Maine Writer

Its about people and issues I care about.

My Photo
Name:
Location: Topsham, MAINE, United States

My blogs are dedicated to the issues I care about. Thank you to all who take the time to read something I've written.

Friday, February 14, 2020

Agriculture is a science and the research needs scientists


An echo opinion published in The Washington Post and in the History News Network by Louis Ferleger:

Support agricultural research
Donald Trump has repeatedly attacked federal employees, most recently by proposing cuts to their retirement benefits and apparently undermining career Justice Department lawyers, several of whom have resigned.

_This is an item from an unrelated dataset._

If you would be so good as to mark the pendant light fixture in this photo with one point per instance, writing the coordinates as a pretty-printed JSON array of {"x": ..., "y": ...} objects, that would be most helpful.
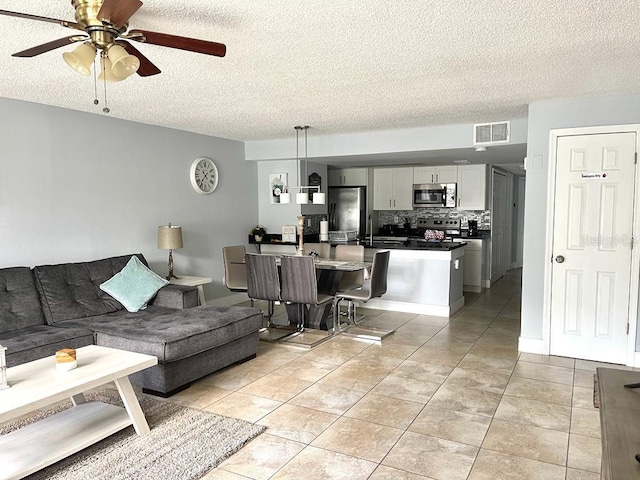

The Trump administration has similarly diminished the scientific capacity of the United States government by relocating the Economic Research Service and the National Institute of Food and Agriculture from Washington to Kansas City, Mo.

Although framed as a cost-cutting measure, many commentators have speculated that this move was designed to thin the ranks of government scientists, who would be reluctant to uproot their lives and move their families many miles. 

Indeed, significant numbers of scientists retired or found other jobs instead of moving to the Kansas City area. At the National Institute of Food and Agriculture, for example, nearly eight of every 10 employees have left.

And it’s not just the USDA. According to The Washington Post, nearly 700 scientists have left the Environmental Protection Agency in the past three years, and the EPA has hired only half that number to replace them. Overall, more than 1,600 federal scientists left government agencies in the first two years of the Trump administration.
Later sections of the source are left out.